Location
- 1791 110th Street North Battleford, Saskatchewan, S9A 2Y2 Canada 52°46′54″N 108°16′53″W﻿ / ﻿52.7816°N 108.2813°W

Information
- School type: Public Secondary School
- Motto: "From Possibility to Actuality"
- Established: 1970
- School board: Living Sky School Division
- Staff: 54
- Grades: 7–12
- Enrollment: 1,193 (2022)
- Mascot: Viking Warrior
- Website: nbchs.lskysd.ca

= North Battleford Comprehensive High School =

North Battleford Comprehensive High School (NBCHS) is one of three high schools in the city of North Battleford, Saskatchewan, Canada. NBCHS has a student body of around 1300 students, and a faculty of approximately 60 teachers.

==History==
Construction of the school was completed in 1970, and was originally opened as North Battleford Collegiate Institute. In 1974 the school took the name NBCHS. In 1997 the school's building was divided, and the North West Regional College was incorporated into the building. In January 1988 the school became one of four in the province to offer the International Baccalaureate Programme. As of August 27, 2007 North Battleford Comprehensive became a smoke-free zone.

==Notable staff==
- Gordon Barnhart – (History) – former Lieutenant Governor of Saskatchewan

==Notable alumni==
- Wade Belak - professional hockey player for the Nashville Predators
- Rueben Mayes - retired professional American football player
- W. Brett Wilson - Canadian entrepreneur and philanthropist
- Bruce Woloshyn - digital effects artist and supervisor with Method Studios

==Student Representative Council==
The SRC at NBCHS strives to make the school year more enjoyable for both students and staff. Meeting once a week, the SRC consists of representatives from each grade, a treasurer, secretary, and the Senior Ring and Pin of the school. While the grade representatives apply to be on the SRC, the other positions are elected by the student body.

==School sports==
The school has teams for Golf, Football, Volleyball, Curling, Track and Field, Wrestling, Badminton, and Cross Country Running Teams. Each team is successful in their respective category, and has won at least one provincial title at some point in time. The school's senior boys' basketball team has won the 4A provincial title two consecutive seasons (2008–2009 to 2009–2010).

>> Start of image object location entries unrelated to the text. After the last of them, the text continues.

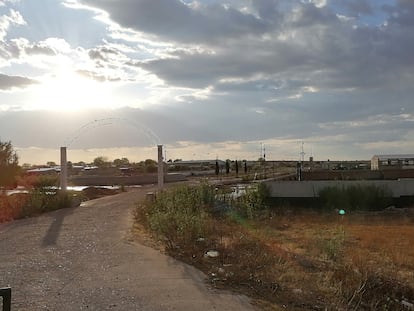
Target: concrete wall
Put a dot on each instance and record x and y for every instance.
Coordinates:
(309, 189)
(122, 180)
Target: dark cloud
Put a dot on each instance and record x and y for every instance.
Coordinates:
(10, 82)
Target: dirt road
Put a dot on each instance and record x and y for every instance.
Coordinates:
(81, 259)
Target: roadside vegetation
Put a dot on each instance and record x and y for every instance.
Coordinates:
(41, 196)
(285, 257)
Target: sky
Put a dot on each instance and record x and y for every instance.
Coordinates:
(232, 79)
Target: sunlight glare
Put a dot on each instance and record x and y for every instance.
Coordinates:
(68, 90)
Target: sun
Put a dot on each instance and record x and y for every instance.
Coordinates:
(70, 91)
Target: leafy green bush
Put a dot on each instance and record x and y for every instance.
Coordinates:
(355, 197)
(333, 246)
(253, 201)
(180, 215)
(41, 201)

The senior boys volleyball team placed second at the Volleyball Provincials in 2011.
The junior football team won the KFL championship 2014 team. The Senior Vikings Football team recently won the 3A provincial football championship in 2017.

==School clubs==
The North Battleford Comprehensive High School offers a variety of clubs, providing students with a multitude of opportunities to participate in extracurricular activities. These clubs include the pottery club, the book club, radio club, drama club, and the film club. The school also places a mock trial team in competition for the McKercher Cup, sponsored by the Canadian Bar Association.

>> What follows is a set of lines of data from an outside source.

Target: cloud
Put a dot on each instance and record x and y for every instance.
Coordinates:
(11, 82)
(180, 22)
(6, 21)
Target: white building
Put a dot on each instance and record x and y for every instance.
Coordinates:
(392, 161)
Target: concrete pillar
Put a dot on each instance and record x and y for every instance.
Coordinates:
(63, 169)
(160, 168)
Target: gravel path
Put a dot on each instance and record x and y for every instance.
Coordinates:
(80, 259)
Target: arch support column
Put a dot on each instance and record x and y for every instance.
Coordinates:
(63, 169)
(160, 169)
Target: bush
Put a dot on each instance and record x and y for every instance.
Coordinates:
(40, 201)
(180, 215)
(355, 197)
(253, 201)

Vice Principal Daryl Wing headed the now-gone 'Rockstar Club' with his band Highway 4 North who had, over the course of the 2010-2011 scholastic year, learnt 3 songs, all of them covers. Their most popular cover song was 'Shine' by Collective Soul. It had become an unofficial anthem for the school, being heard at almost every school event throughout the year.

The Encounters with Canada allows students aged 14–17 to travel to Ottawa to gather knowledge about Canada's history and meet accomplished Canadians who will give them knowledge for their future endeavours.